Complaining is popular these days. After all, it is more difficult to think by oneself than to merely throw out the words laying on your tongue. To criticize is to disengage. I believe it to be far more severe than meets the eye. The inherent problem with complaining all the time is that you are constantly making a choice to actively neglect what is present. It is to not accept the moment.
Complaining does not seem significant in the moment it is pursued, but being perpetually negative towards the task facing you might cause one to devalue everything. It is as the negativity bias circumstance when one deems a situation negative before it has even occurred, the situation will, by no other definition, be negative solely because of one’s perspective. This constant complaining will, by effect, cause one to always be inclined to negative experiences. They already have a foot out of the door, by not being open to whatever might transpire.
Furthermore, to be constantly neglecting is one thing by itself, but, as the very definition tells us, to be expressing these feelings of contempt towards others bears a whole new problem to complaining. Now, it not only afflicts the negativity bias upon oneself but likewise does it to the people one is complaining to, perhaps not knowingly, but that does not justify the action.
We are all familiar with the effects that our surroundings carry upon our identity and well-being.

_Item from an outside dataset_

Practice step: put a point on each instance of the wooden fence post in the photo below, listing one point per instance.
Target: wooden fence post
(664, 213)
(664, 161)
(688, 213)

If one’s surroundings are perpetually filled with negative refutations, it may just as easily create an inclination towards a worse experience than what is usual. It takes a mentally strong person to continually press against such a taunting discourse; particularly if the complainers consist of an entire social group, to which one is the only outcast.
It is worth mentioning that some may consider complaining to be able to yield positive change, which would be advantageous. It is precisely however when one yields positive change that one is no longer complaining, but instead acting on annoyances. In this essay, complaining shall be defined as people who express annoyance about something, without actively doing something to make change.
It is true that while one may find oneself in a bad state of mind, it is just as well an active engagement for one to stay in this bad mindset.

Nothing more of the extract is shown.